Blood out of a Stone – what can you do when the other party doesn’t pay up?
By Blaise Alexander, Solicitor, Property, Construction and Planning Law, Lovegrove Smith & Cotton
You have won the battle, gone through lengthy litigation proceedings, incurred substantial legal costs, and finally had your day in court and the decision is in your favour. You are awarded a settlement sum and an order of costs. This should be a relief, all that effort culminating in your success and a certain sense of vindication or justice.
All of a sudden the other party seems to have ‘gone to ground’, or perhaps their legal representation is ‘stonewalling’. You are getting nowhere in your efforts to obtain the costs awarded in your favour. How can this be right when you won the battle? If you won the battle, how do you now win the war?
Debt recovery is an important part of the process of litigation, especially in recent times where legal costs involved can equal or even exceed the sum being claimed in the proceedings. A party may go bankrupt during proceedings, making it all but impossible to recover losses.
One should also be very mindful of the dubious practice of some parties of using delay tactics in order to buy time to liquidate assets, thereby leaving themselves immune to the fallout of losing the litigation.
Where litigation has reached its end game and orders for costs have been made, there are some actions available in certain circumstances where orders or agreements for payment are not being complied with.
Where the Victorian Civil and Administrative Tribunal (VCAT) orders payment of money, the order is handed to each party and the debt is payable immediately.
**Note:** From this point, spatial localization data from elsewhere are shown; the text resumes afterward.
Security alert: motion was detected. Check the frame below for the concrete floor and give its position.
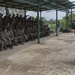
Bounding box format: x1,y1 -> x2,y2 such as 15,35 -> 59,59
0,33 -> 75,75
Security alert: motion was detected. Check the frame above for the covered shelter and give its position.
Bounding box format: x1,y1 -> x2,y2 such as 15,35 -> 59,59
0,0 -> 75,43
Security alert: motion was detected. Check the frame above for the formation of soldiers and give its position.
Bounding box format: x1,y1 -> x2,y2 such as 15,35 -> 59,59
0,14 -> 50,50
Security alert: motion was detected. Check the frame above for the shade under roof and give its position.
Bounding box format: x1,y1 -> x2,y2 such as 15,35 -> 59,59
0,0 -> 75,11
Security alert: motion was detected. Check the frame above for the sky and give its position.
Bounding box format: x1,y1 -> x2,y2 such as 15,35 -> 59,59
27,0 -> 75,20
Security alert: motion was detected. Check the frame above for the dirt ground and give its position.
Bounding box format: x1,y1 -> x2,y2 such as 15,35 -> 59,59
0,33 -> 75,75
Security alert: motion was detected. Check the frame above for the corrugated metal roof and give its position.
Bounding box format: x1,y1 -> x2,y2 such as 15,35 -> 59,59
0,0 -> 75,11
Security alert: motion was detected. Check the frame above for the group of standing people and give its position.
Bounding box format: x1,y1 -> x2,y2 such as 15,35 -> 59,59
0,14 -> 50,50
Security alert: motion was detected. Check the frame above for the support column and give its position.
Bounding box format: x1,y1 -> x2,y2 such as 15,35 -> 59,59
5,7 -> 9,14
24,9 -> 26,16
56,9 -> 58,36
40,11 -> 41,20
37,7 -> 40,43
71,9 -> 72,27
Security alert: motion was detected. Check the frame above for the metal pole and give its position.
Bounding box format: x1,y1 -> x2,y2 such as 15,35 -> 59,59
40,11 -> 41,21
56,9 -> 58,36
71,9 -> 72,27
24,9 -> 26,16
37,7 -> 40,43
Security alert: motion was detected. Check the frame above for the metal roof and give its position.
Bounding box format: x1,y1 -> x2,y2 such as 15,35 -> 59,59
0,0 -> 75,11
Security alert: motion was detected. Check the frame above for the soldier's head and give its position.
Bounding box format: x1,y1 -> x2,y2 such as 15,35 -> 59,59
17,14 -> 19,17
7,23 -> 10,26
20,15 -> 22,17
13,14 -> 15,17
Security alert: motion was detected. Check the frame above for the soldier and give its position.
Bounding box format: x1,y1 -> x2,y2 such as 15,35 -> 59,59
0,28 -> 4,51
4,29 -> 13,49
0,28 -> 7,50
9,28 -> 15,44
22,28 -> 28,42
17,29 -> 23,44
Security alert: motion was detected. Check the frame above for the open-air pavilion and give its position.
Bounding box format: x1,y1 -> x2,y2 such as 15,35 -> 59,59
0,0 -> 75,75
0,0 -> 75,43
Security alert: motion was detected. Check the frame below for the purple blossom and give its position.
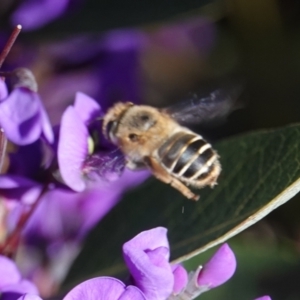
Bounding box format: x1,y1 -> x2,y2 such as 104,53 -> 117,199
17,294 -> 43,300
63,277 -> 148,300
0,255 -> 38,300
57,93 -> 148,192
197,244 -> 236,289
0,175 -> 42,205
123,227 -> 174,300
172,264 -> 188,295
0,80 -> 54,145
57,93 -> 101,192
11,0 -> 82,30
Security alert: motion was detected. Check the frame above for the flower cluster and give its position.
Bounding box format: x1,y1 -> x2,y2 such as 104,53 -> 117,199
0,227 -> 271,300
0,6 -> 270,300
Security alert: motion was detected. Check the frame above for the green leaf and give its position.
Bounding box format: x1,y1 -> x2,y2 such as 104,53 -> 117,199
66,125 -> 300,284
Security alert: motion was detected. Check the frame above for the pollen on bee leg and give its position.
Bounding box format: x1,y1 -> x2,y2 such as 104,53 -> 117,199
88,136 -> 95,154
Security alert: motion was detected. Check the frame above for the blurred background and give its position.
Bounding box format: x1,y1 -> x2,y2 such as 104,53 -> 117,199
0,0 -> 300,300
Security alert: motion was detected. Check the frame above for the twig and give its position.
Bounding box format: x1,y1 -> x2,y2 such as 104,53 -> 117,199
0,25 -> 22,68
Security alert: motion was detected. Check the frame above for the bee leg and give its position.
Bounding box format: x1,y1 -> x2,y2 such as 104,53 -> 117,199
144,157 -> 199,201
126,160 -> 146,170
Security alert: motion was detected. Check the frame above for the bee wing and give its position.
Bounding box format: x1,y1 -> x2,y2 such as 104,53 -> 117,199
162,85 -> 242,124
0,128 -> 7,173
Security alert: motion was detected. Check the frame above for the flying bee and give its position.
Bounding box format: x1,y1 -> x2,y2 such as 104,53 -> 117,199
103,84 -> 237,201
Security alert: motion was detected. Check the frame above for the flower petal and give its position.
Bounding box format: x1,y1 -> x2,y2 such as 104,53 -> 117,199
0,79 -> 8,101
123,227 -> 174,300
1,279 -> 39,295
0,255 -> 21,291
57,106 -> 89,192
74,92 -> 101,125
17,294 -> 43,300
40,101 -> 54,144
12,0 -> 69,30
0,175 -> 42,205
172,265 -> 188,295
63,277 -> 146,300
198,244 -> 236,288
0,88 -> 42,145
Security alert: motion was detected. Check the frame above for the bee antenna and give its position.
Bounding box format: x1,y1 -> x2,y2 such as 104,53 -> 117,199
0,25 -> 22,68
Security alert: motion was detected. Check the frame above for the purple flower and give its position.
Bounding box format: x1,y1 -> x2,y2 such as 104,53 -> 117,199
0,255 -> 38,299
11,0 -> 82,30
17,294 -> 43,300
123,227 -> 174,300
57,93 -> 148,192
0,80 -> 54,145
57,93 -> 101,192
172,265 -> 188,295
197,244 -> 236,289
0,175 -> 42,205
63,277 -> 148,300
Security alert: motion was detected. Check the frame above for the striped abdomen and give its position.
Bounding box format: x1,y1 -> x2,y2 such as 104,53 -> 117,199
158,131 -> 220,187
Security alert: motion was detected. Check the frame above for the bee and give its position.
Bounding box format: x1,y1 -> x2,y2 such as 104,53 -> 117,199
102,88 -> 237,201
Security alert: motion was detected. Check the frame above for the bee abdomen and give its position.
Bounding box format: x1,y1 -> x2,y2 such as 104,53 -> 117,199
158,132 -> 218,181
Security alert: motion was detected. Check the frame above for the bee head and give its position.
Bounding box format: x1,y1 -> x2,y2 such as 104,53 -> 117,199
102,102 -> 133,144
103,103 -> 157,144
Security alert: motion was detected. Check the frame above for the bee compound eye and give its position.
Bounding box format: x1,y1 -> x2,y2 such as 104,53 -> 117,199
140,115 -> 149,122
128,133 -> 138,142
106,121 -> 117,139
If the relevant party fails to comply with that order, consider the following:
- If the other party was not at the hearing they may not be aware of the order;
- You can call or write to the other party or their legal representative to remind them of the debt;
- Make sure you have a correct and current address and contact details for the other party.
Where both parties have legal representation it will be easier to have your lawyer exert some pressure on the other party in terms of communicating the conviction of your intentions to pursue payment of the debt.
VCAT does not make orders to enforce payment of a debt. Where you are experiencing serious delays and ‘stonewalling’, you may apply to the Magistrates Court for enforcement of the Order. This also applies for orders for costs made by the VCAT and by Magistrates Court itself, up to an amount of $100,000.
The Magistrates Court General Civil Procedure Rules 2010 states that a creditor (person to whom the money is owed) may apply for common orders such as:
- an order to freeze assets,
- enforcement orders to seize property, or
- an attachment of earnings order.
If an order has been to recover payment of money, the creditor may apply for a warrant to enforce orders, and apply for the Court to issue a summons for the debtor to appear before the Court to be orally examined as to the amount of property, assets and income, cash and debts, and other means available to satisfy the order. The “distress warrant” is another process whereby the Court bailiff attends to attempt the seizure of assets to satisfy the judgment debt.
An application to the Magistrates Court for enforcement orders does involve preparation of an affidavit and payment of filing fees, and such further costs such as fees and interest can be included in the application for recovery of the debt.
The injustice of it all can be a very frustrating process, especially where the time, effort and expense undertaken in order to recover amounts that the court has already deemed rightfully yours can make the whole exercise seem futile. However, it is important to take appropriate and timely action in order to maximise the chance of a successful debt recovery and costs. With sound legal representation it is possible not only to achieve a favourable costs award, but also to ensure that the other party complies with the orders.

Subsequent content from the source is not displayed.